To put this emerging myth to bed, I can follow one of several different argument paths:

  • Argumenter analysis
  • Historical analysis
  • Logical analysis

Let's take these in order, shall we?

Analyzing the argumenter (speaker)

In many circles, it's common to want to examine the argument absent the person presenting it. "This laptop is the best laptop ever manufactured" can take on very different meanings when uttered by the manufacturer of said laptop as opposed to a neutral third party who has expertise in evaluating said genre of hardware. "Let the argument stand alone" is the rallying cry of these "argument in a vacuum" proponents.

Unfortunately, lots of arguments are not entirely objective in nature. "This is the best" is an opinionated statement that might, at best, be supported by evidence, but only if you (a) agree with the weight by which the evidence is evaluated, and (b) accept as legitimate the manner in whichthe evidence was gathered. Only if we all agree on (a) and (b) can we even begin to consider agreeing on the conclusion drawn.

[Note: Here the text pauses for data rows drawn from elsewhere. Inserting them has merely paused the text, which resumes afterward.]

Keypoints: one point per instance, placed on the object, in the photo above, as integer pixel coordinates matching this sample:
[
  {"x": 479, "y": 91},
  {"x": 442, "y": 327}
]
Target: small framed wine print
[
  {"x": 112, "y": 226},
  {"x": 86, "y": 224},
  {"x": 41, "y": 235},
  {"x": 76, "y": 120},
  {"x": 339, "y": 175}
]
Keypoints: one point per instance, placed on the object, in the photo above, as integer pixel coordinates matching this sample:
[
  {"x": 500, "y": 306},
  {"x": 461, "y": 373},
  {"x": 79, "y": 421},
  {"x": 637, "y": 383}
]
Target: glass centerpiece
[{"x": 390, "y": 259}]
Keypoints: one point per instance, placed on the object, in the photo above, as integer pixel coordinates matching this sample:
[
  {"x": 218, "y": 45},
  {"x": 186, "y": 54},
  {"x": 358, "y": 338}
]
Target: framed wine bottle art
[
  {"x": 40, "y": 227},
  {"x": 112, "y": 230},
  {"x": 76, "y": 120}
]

On top of that, the entire premise rests on the idea that the invidual speaking the opinion/conclusion is doing so in entirely good faith. And that, dear reader, is where many of our "junior developers are obsolete" pronunciations go horribly, horribly wrong, because so many of those who make that statement are in positions wherein they benefit directly or indirectly from the prophecy becoming a self-fulfilling one.

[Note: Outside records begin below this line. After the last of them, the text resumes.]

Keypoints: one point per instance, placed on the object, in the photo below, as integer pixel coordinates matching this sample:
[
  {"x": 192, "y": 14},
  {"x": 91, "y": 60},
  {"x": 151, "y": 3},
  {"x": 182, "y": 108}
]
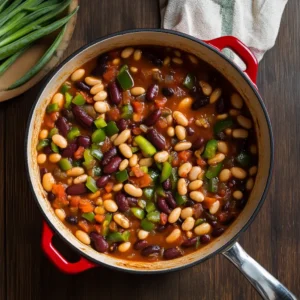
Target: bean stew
[{"x": 147, "y": 153}]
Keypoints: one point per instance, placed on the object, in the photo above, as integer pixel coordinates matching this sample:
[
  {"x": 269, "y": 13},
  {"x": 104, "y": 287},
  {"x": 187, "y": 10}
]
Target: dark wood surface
[{"x": 273, "y": 239}]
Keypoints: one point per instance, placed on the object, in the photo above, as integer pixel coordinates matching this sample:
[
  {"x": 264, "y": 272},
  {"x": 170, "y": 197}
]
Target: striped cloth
[{"x": 254, "y": 22}]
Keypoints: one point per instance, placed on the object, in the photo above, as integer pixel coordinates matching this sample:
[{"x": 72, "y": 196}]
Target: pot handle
[
  {"x": 241, "y": 50},
  {"x": 266, "y": 285},
  {"x": 57, "y": 259}
]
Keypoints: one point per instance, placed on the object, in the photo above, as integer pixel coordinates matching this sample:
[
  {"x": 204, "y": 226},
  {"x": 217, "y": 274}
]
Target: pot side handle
[
  {"x": 57, "y": 259},
  {"x": 266, "y": 285},
  {"x": 241, "y": 50}
]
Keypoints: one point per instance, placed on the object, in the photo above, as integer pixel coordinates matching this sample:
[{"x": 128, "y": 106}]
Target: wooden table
[{"x": 273, "y": 239}]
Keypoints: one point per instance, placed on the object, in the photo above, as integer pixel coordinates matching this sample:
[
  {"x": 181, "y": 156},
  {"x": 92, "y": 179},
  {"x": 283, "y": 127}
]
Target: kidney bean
[
  {"x": 198, "y": 210},
  {"x": 108, "y": 155},
  {"x": 217, "y": 231},
  {"x": 99, "y": 242},
  {"x": 82, "y": 117},
  {"x": 63, "y": 126},
  {"x": 122, "y": 124},
  {"x": 51, "y": 197},
  {"x": 150, "y": 250},
  {"x": 167, "y": 92},
  {"x": 204, "y": 239},
  {"x": 190, "y": 131},
  {"x": 152, "y": 92},
  {"x": 189, "y": 242},
  {"x": 114, "y": 93},
  {"x": 102, "y": 181},
  {"x": 84, "y": 141},
  {"x": 198, "y": 143},
  {"x": 72, "y": 220},
  {"x": 156, "y": 139},
  {"x": 76, "y": 189},
  {"x": 69, "y": 151},
  {"x": 163, "y": 206},
  {"x": 167, "y": 185},
  {"x": 172, "y": 253},
  {"x": 82, "y": 86},
  {"x": 122, "y": 202},
  {"x": 170, "y": 200},
  {"x": 141, "y": 244},
  {"x": 113, "y": 165},
  {"x": 47, "y": 150}
]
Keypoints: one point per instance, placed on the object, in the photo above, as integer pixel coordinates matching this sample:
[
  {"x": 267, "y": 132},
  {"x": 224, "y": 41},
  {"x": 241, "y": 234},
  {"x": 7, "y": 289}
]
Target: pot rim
[{"x": 248, "y": 81}]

Consider: If the collective society that LinkedIN seeks to persuade is, in fact, persuaded, then all the currently-enrolled and future enrollees at colleges and universities all over the world will choose degrees in something (anything!) other than Computer Science. Zero graduates. Zero additional inputs into the system. Current junior developers may even pick up their laptops and go take up plumbing. Which leaves us the current crop of senior developers who have maybe--at most--two more decades of work experience left to them, after which, zero developers left to create all that software that will--by definition--still be in demand.

So where, dear reader, do we think the future CEOs and program managers are going to turn to get the new software development they will be demanding? Surely these junior-developer-doomsayers aren't expecting that we'll have to turn to coding agents (and whatever price they're charging for tokens consumed as part of the act of generating that software!) instead, thus making a ton of profits for the owners of those coding agents. Would they--could they--really be that selfish?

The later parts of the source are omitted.